A new survey conducted by ESPN has revealed that, according to fans, Alex Rodriguez is the face of Major League Baseball. Perhaps five years ago, that statement would have made much more sense. However, today it’s just kind of sad. Once upon a time, A-Rod seemed to be everything that was good about the game. He was a pure, young kid playing for the Seattle Mariners who hit homer after homer. He was part of a trio of superior young shortstops that seemed destined to take over the game. Then came the money and the excessive fame. Rodriguez was on top; the most coveted man in baseball. It was only fitting that in 2004 he signed with the New York Yankees. The quickest player to both 500 and 600 home runs, A-Rod was supposed to be the man to vanquish the evil Barry Bonds’ new record of 762 homers. Then, things began to go very, very wrong.

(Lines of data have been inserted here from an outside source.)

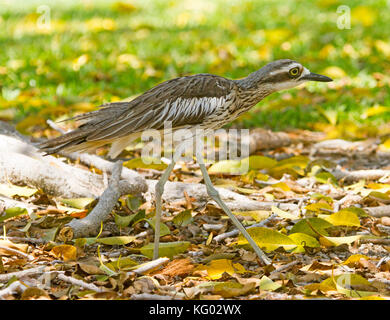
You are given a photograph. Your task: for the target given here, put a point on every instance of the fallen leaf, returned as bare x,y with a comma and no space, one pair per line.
166,249
65,252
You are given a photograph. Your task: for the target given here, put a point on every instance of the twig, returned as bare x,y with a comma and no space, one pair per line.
235,232
91,223
150,266
17,252
148,296
29,272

One can take almost any aspect of Rodriguez’s life over recent years and find some aspect of embarrassment and/or corruption. The downward slope began (albeit slowly taking all things into consideration) with criticism of A-Rod’s postseason production. The man who effortlessly swung the bat during the regular season was simply not clutch. Then there were Rodriguez’s interesting encounters with illustrious women. In 2007, Rodriguez was seen with a stripper. In 2008, he separated from his wife of six years. Then, there were rumors about an affair with Madonna. After divorcing his wife, rumors surfaced about Rodriguez and multiple prostitutes and strippers having affairs while on the road. But enough about private life. Rodriguez’s career was still flourishing. After winning the MVP award in 2007 with 54 home runs and 156 RBI’s, A-Rod had a few “down” years where he hit merely 30 dingers. But in 2009, everything changed.
The late 1990s and early 2000s are now seen almost universally as the modern dark era of Major League Baseball, for these years played host to the steroid era. Performance-enhancing drugs had seemingly tarnished the game’s integrity and reputation, producing jaw-dropping number. It’s sad to say that many of America’s national pastime’s most sacred records have been demolished by cheaters. While Babe Ruth “did it on hot dogs and beer,” Barry did it with a syringe and a grin. Everything and everyone playing in the majors at that time could very well be unfair. But Alex Rodriguez was not part of that discussion. Sure there was skepticism, but most believed that the great shortstop was their clean idol. A man who achieved greatness the old fashioned way. A-Rod told us so himself. He looked Katie Couric in the eye in 2007 and said “no.” I mean, he had to be telling the truth. No one has ever denied using steroids, right?
In 2009, Rodriguez finally dropped the bomb that seemed destined to come out eventually. From 2001-2003, Alex Rodriguez used steroids while playing with the Texas Rangers due to “an enormous amount of pressure” to perform. Suddenly, Alex was just another one of the guys. After 2010, injuries arose and A-Rod hasn’t had a healthy season since. But of course, things just kept getting worse.
So what does all of this mean for the game? Shouldn’t the steroid era be over by now? Surely, there are still players out there using some sorts of banned substances. Can any players be 100% trusted by fans as pure role models and positive contributors to the history of the game? Perhaps the fans feel this way and their skepticism has evolved to the point of distrust and disgust. After all, the man they picked to represent this fine sport has become synonymous with adultery, deceit and cheating. In a day and age where the current home run king is happy to get his most recent stint under house arrest over with, is there still hope left for the sport? Alex Rodriguez will never hit 800 home runs, and if he cannot pull a miracle and somehow rid himself of this suspension, he will be hard pressed to reach 700. Some say it is better to burn out than fade away. A-Rod seems to be doing both at the same time.